On your questions. What do we mean by "large sample"? This depends heavily on the context, and for specific tools it can be answered via simulation. That is, you artificially generate data, and see how, say, the rejection rate behaves as a function of sample size, or the bias behaves as a function of sample size. A specific example is here, where the authors see how many clusters it takes for OLS clustered standard errors, block bootstraped standard errors etc. to perform well. Some theorists also have statements on the rate of convergence, but for practical purposes the simulations appear to be more informative.
Does it really take $n\to \infty$? If that's what the theory says, yes, but in application we can accept small, negligible bias, which we have with sufficiently large sample sizes with high probability. What sufficiently means depends on the context, see above.
On question 3: usually, the question of unbiasedness (for all sample sizes) and consistency (unbiasedness for large samples) is considered separately. An estimator can be biased, but consistent, in which case indeed only the large sample estimates are unbiased.

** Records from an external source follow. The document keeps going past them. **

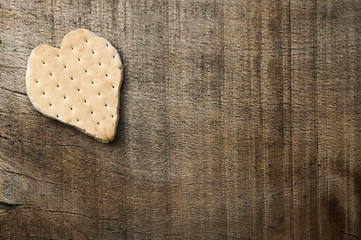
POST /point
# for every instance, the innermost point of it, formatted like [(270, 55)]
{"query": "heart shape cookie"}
[(78, 84)]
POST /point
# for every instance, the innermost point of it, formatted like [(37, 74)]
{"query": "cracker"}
[(78, 84)]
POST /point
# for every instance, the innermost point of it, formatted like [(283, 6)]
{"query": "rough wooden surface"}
[(239, 120)]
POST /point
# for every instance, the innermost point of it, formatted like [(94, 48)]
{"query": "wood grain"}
[(239, 120)]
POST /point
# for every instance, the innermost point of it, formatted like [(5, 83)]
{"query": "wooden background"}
[(239, 120)]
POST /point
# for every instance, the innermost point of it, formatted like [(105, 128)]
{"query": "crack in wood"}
[(350, 235)]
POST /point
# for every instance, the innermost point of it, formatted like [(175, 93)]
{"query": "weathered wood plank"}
[(239, 120)]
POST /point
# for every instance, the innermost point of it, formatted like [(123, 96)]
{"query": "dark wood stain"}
[(238, 120)]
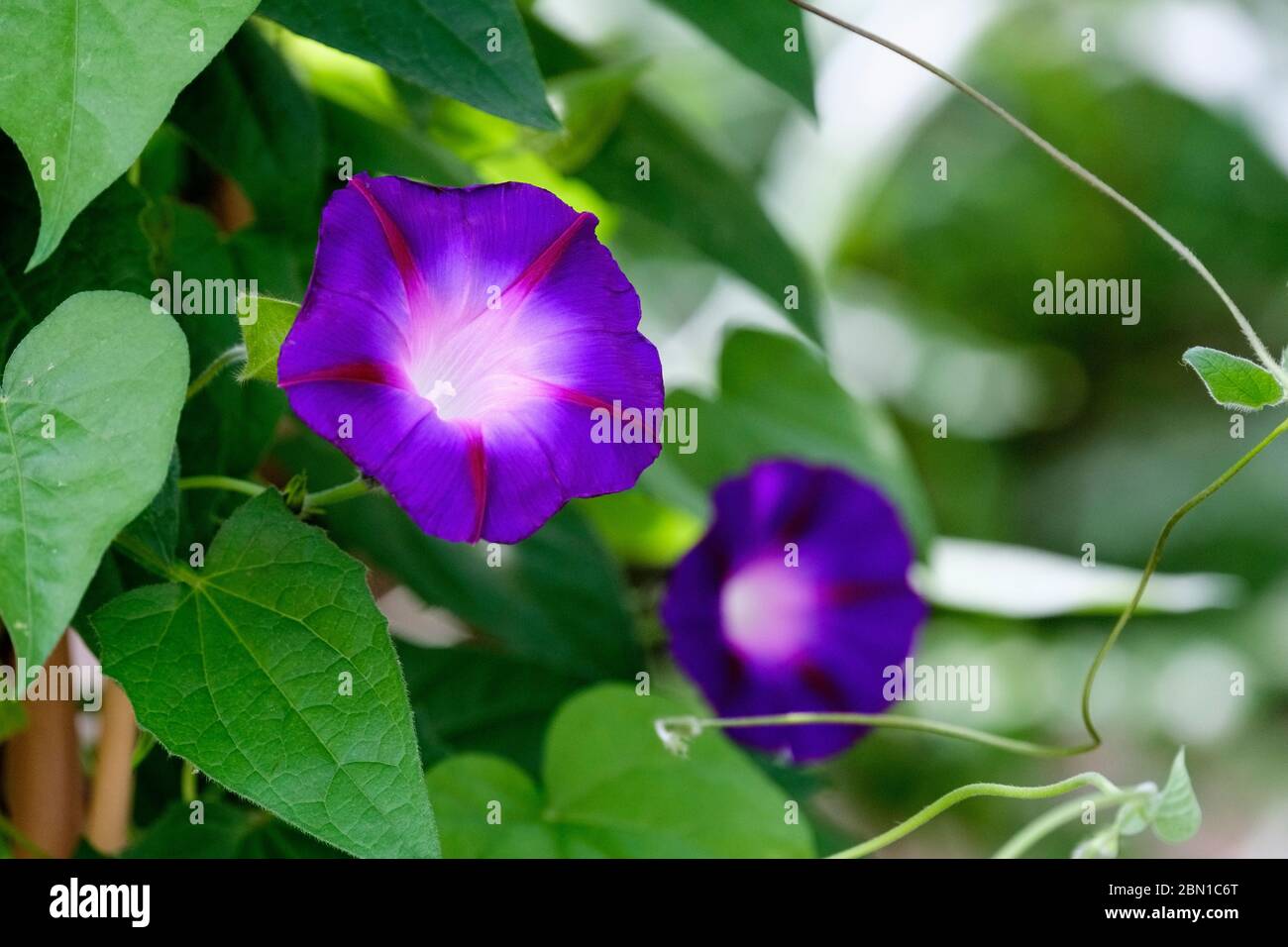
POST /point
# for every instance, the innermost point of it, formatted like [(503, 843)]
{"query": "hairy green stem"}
[(220, 482), (971, 791), (237, 354), (682, 727), (346, 491), (1262, 354), (1046, 823)]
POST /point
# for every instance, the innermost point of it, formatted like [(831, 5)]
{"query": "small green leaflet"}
[(88, 414), (645, 802), (271, 672), (1172, 812), (13, 719), (265, 337), (248, 116), (1177, 815), (475, 52), (1234, 382), (71, 95), (778, 398)]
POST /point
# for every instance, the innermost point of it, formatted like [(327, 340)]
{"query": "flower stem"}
[(237, 354), (970, 791), (681, 727), (1046, 823), (8, 830), (219, 482), (694, 725), (1263, 356)]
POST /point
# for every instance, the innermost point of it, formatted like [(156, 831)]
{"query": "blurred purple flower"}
[(797, 598), (454, 343)]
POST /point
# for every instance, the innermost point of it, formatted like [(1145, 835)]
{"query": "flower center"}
[(767, 611)]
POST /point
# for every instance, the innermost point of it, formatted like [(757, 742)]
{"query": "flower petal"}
[(489, 324)]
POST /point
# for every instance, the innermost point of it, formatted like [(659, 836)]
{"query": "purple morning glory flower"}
[(797, 598), (455, 342)]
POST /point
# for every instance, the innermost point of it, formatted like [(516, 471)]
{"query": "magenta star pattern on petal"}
[(798, 598), (455, 343)]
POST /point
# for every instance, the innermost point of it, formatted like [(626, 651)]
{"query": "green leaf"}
[(249, 118), (103, 250), (1177, 814), (777, 398), (613, 789), (1233, 381), (475, 699), (691, 192), (88, 412), (438, 44), (755, 37), (241, 669), (90, 80), (265, 338)]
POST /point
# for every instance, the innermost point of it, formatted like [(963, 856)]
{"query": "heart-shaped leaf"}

But there are also estimators that are unbiased and consistent, which are theoretically applicable for any sample size. (An estimator can also be unbiased but inconsistent for technical reasons.)
Best Answer
It is for example useful to do so in order to be able to quantify the sampling uncertainty of an estimator, or the null distribution of a test.
Recall that normal random variables take 95% of their realizations in the interval $\mu\pm1.96\sigma$. So if you can demonstrate that (typically, a scaled version of) an estimator is asymptotically normal, then you know it behaves normally at least in large samples, so you can easily construct confidence intervals, for example.
Whether or not the approximation is useful to settings in which (as always in practice) your sample is finite is in general unfortunately indeed not known analytically - if could derive the finite-sample distribution analytically, that is what we would work with. Unfortunately, that only works in very rare cases (for example, when sampling from a normal distribution, the t-statistic follows a t distribution).
Typically, simulations are then used to at least get an idea of the usefulness of the approximation in relevant cases.